The messenger with a slight shrug replied, "You see clearly your fragment of the situation."

 "Given a Hobson's choice, describe the horse I must ride."

"After you pay the taxes on the stocks you purchased half a century ago, you will have a bit over three million dollars and that will be adequate for your assignment. You will purchase a tract of land anywhere inside the continental United States. Then you will engage an architect who works in the area. You will design an aesthetically pleasing building and the architect will refine the design and select a builder. You need not make the structure of marble or such, wood will do as the concept and appearance of the building is of importance not its durability. You will select cultural artifacts from each of the fine art fields, such as painting. sculpture, literature, music, and anything else to demonstrate your selections from the achievements of western man since the 5th century BC. There should be no more than three selections for each category. For the music CDs will do, for the literature paperbacks will suffice, and for  sculpture and painting color copies from your home computer will be adequate."

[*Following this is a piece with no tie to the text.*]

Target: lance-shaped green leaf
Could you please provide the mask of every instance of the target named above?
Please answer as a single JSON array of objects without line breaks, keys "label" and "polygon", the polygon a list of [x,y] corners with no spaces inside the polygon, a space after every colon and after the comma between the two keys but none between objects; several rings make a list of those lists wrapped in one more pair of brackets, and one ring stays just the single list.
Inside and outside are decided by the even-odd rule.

"How much time do I have?"

"The new amulet protects you from accidents and illness, but only Atropos knows when to cut the thread of life. At age 70 you should waste little time. The year is less important to us than the month. Everything should be ready by the end of July either next year or the following."

The messenger reached across the desk and placed a card in front of Jack. "When you have completed the building and have gathered all of the objects, call this number for instructions.  Unless you have another question, the limo is waiting."

As Jack rose from the chair and moved towards the door, the messenger said to his back, "One piece of advice, seek help from the feminine side of your culture." When Jack stepped through the doorway he saw the limo waiting at the curb. Jack did not look back for fear the house had disappeared.